Dr. Blithely is in many ways a mysterious character. She seems very well read, but is curiously surprised and intrigued by the effects of electricity on muscles. One wonders how she could possibly be unaware of Galvani’s experiments some 80 years previous. And it takes her a surprisingly long time to realize that her boyfriend Morgan Finn (Joanne Boland) was assigned female at birth.
There is virtually no cussing in STRANGE EMPIRE, and the animated opening sequence by Ryan Kane is a lovely Orphan-Black-style animation featuring a gun that morphs into rose petals. The music behind the intro is pleasant, though less than catchy. While the show lacks the sort of hook usually found in genre TV, it portrays its historical period from the point of view of exploited minorities, and that is unique.

Michelle Creber as Kelly and Matreya Scarrwener as her sister Robin.– These two also co-star in Ann Forry’s 2020 thriller SHALL WE PLAY?
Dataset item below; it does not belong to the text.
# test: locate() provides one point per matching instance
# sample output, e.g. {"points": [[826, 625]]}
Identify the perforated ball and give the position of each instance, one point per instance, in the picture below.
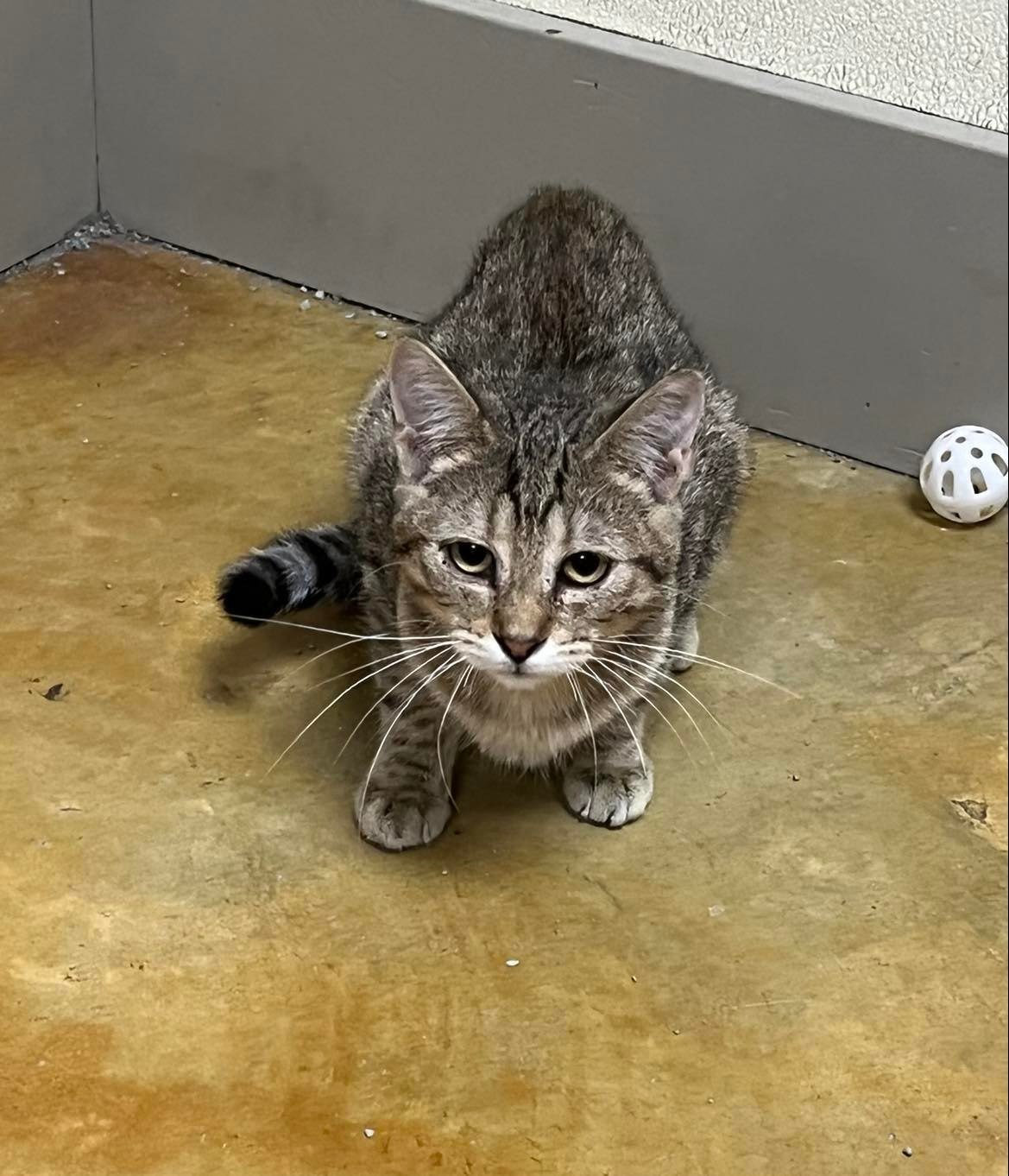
{"points": [[963, 474]]}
Contrast this with the 2004 American western Deadwood, which tried to convey a realistic old west by using the f-word a lot, so much so that one remembers little else about the story. (The West Virginia Surf Report counted, and found that, in the show’s three seasons and 36 episodes, the f-word was used 2,980 times — a rate of 1.56 utterances per minute of air time).
Though Slotter’s wife Isabelle might at times seem villainous, the practical decisions she is forced to make reveal her true nature. Slotter’s household staff is led by Ruby (Marci T House), a freed slave who chose for practical reasons to remain employed by her former master. Pragmatism seems to rule the lives of the women in this story, but it is the impractical Fiona Briggs (Ali Liebert), who, urged on by her friend Miss Logan (Christie Burke) submits fictionalized accounts of events to a newspaper, catalyzing the demise of Captain Slotter.
“It’s not Sir John A. [Macdonald]’s history,” the show’s creator, Laurie Finstad Knizhnik explained to interviewer Melissa Hank. “It’s the history of the people who were actually in that part of the west.” She went on to explain that a second season would take place: “…over the 15 years between Louis Riel leaving Red River and going to Montana and [then] going back.” Sadly, the show did not get a second season.